Recently I travelled from one side of the world to the other. This is something I, and many other people, have grown accustomed to be able to do more or less when we want to. This particular journey, I booked almost a year ago – the return leg of a six-month sojourn in Aotearoa New Zealand spending time with family and friends, for my partner to experience normal daily life in NZ. In mid-2019, we had little idea what would transpire in 2020!
Indeed, not much turned out the way that we expected for the visit (you can read some of my earlier posts about what happened) – however it was still a very good visit. And like all adventures it came to an end, so after some cancellations and rebookings, I found myself circumnavigating the globe in the middle of a pandemic (Andy had already made it back, with more complications than I encountered, but that’s another story). The first leg of my journey, from Dunedin to Auckland, was more or less normal. Once in Auckland, the first change was the absence of the shuttle between the domestic and international terminals; clearly with so few international travellers, there’s no justification for it. I was instructed to take the city bus, and it dropped me off at the international terminal. Here It was quite surreal to be in the almost deserted check-in area, and to pass through the shuttered duty-free shops all closed.
Really, it was nice not having to endure the long and winding path through the duty-free shops, and the advances of salespeople proffering perfume tests and other samples. Auckland’s international terminal was blessedly quiet and peaceful. The number of departing flights didn’t even reach the end of the TV screen and all the formalities of security and immigration were quick and easy.
On the plane, we were required to wear face-masks for the entire journey, apart from when we were eating or drinking, which felt a bit over the top on the first flight coming out of New Zealand, which at that time had been covid-free for a couple of months. It made chatting with the friendly young Dutch woman beside me quite weird – when she removed her mask to eat, I was surprised by her face, as my imagination of it was different.
In Singapore we were herded by an enthusiastic team of young, masked Singaporeans – hopefully the same people who would have lost their jobs working in duty free shops and other amenities at the airport. After a short while in a holding pen, we were lined up in spaced rows of 10, then marched single file to our gate at the other end of the terminal. We, the transit passengers, were then crammed to the back of the plane, filling the rear third of the cabin. The rest of the cabin was empty, and it was quite torturous being not allowed to spread out into all those lovely empty seats. In the cabin in front were passengers who had boarded in Singapore.

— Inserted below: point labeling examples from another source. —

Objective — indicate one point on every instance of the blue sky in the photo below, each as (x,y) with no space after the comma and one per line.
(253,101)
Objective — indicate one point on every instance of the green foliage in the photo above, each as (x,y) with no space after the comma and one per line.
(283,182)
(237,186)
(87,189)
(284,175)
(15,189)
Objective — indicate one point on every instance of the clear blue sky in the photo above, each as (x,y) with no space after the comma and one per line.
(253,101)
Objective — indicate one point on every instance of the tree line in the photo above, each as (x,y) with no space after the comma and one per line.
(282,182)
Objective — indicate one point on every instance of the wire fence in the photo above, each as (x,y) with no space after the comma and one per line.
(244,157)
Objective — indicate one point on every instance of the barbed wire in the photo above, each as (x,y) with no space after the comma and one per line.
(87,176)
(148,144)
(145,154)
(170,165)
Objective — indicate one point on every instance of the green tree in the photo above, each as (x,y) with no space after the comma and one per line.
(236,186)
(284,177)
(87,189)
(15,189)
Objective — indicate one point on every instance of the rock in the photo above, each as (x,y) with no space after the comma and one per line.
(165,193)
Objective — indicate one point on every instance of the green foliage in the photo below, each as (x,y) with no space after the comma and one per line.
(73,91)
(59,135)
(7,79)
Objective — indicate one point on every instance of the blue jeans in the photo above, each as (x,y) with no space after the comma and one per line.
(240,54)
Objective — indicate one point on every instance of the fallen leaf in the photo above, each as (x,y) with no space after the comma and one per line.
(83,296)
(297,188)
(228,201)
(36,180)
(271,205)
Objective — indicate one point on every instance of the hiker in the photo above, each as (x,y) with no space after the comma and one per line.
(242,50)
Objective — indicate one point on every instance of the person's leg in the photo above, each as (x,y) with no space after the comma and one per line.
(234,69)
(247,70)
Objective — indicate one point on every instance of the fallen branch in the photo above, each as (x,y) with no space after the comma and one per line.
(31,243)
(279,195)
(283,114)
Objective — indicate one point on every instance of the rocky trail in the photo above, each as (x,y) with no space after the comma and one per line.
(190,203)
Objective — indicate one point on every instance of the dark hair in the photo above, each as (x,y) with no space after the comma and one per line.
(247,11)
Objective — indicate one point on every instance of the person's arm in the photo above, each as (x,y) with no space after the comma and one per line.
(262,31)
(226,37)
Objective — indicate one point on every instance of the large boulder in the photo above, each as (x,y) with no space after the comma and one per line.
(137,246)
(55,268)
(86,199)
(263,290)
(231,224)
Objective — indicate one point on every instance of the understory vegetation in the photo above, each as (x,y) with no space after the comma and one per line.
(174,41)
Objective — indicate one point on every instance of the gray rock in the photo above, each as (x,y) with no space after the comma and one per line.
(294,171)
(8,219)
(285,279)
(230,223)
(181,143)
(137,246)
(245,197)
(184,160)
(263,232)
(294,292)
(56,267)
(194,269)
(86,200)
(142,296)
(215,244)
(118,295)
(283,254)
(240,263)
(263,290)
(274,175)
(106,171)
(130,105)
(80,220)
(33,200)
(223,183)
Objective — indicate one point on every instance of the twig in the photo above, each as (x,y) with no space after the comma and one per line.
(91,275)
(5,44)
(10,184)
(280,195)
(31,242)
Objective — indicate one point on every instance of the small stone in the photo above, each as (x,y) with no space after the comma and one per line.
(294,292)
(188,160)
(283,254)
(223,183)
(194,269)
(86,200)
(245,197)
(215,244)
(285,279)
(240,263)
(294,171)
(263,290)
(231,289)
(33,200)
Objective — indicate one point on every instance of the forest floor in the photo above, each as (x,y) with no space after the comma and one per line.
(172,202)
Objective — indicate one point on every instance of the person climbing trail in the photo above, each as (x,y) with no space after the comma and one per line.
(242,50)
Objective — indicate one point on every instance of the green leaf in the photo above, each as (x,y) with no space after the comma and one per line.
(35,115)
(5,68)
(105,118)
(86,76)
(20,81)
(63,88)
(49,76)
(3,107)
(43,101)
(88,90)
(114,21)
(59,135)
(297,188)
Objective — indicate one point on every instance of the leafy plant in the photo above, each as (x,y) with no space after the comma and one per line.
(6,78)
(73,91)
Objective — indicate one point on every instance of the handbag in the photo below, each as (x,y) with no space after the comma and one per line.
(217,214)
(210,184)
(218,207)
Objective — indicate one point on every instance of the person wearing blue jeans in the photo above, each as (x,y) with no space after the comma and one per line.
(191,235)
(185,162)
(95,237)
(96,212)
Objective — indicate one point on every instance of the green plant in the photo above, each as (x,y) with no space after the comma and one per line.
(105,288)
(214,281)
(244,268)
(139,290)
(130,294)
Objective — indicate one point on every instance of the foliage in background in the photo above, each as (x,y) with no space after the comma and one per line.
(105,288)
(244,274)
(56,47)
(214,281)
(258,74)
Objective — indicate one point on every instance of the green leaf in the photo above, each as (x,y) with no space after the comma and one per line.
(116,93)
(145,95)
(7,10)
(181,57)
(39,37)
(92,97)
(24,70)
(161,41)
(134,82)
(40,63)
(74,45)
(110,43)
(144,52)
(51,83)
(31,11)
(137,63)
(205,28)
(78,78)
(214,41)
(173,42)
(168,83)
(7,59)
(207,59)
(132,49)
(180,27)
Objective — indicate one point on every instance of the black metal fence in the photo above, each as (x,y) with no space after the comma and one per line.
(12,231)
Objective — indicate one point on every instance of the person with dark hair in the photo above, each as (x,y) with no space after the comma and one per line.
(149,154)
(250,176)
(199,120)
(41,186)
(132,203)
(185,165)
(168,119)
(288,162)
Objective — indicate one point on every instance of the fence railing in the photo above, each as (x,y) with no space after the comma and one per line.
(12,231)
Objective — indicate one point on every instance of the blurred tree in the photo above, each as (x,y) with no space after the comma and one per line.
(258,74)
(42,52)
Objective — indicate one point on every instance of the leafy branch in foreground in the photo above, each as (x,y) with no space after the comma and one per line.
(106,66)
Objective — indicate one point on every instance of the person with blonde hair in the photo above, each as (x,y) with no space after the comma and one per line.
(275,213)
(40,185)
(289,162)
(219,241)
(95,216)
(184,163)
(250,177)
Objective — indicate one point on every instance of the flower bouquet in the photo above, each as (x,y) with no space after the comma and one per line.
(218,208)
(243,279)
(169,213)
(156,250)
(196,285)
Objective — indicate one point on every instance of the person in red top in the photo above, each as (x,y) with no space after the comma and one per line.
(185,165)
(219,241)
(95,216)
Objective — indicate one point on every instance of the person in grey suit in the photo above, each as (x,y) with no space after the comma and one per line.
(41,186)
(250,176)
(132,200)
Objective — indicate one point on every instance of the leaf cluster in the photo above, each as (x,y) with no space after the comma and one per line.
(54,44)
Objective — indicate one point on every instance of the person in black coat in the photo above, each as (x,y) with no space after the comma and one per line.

Then we arrived in Frankfurt. Us filthy transit passengers at the back of the plane were required to stay seated until the passengers from Singapore had disembarked, then we were allowed out – free to go wherever we liked. Immigration was quick and easy, as hardly any other flights were arriving. I collected my bag and headed for the train. There was no welcoming party, no information, no requirement to quarantine or test. I caught the next train to Munich, dutifully wearing my mask. It was busy but not too crowded, and everyone was dutifully covering their mouth and nose. I had yet to meet any “Masken-verweigerer” – but that would come soon enough.
Transiting the globe in the time of pandemic was if anything less stressful than the usual journey. There were much less other travellers, shorter queues, less pressure to consume, and plenty of masks and hand sanitiser. All along the route, staff were helpful and friendly – especially in Singapore, where everyone was very warm and welcoming. I wonder how long it will last, and what sort of “new normal” air travel will come to “after” the pandemic; if nothing else, it’s going to be more expensive. I was already conscious of the need to stop flying around the globe as much as I do, for environmental reasons; that’s part of the plan to return to New Zealand. Will everyone fly less as the cost increases? That has to be good for the environment, and perhaps for us as well. Once we get over the outrage of not being able to jet off around the world whenever we feel like it, we might start appreciating the benefits of staying local again.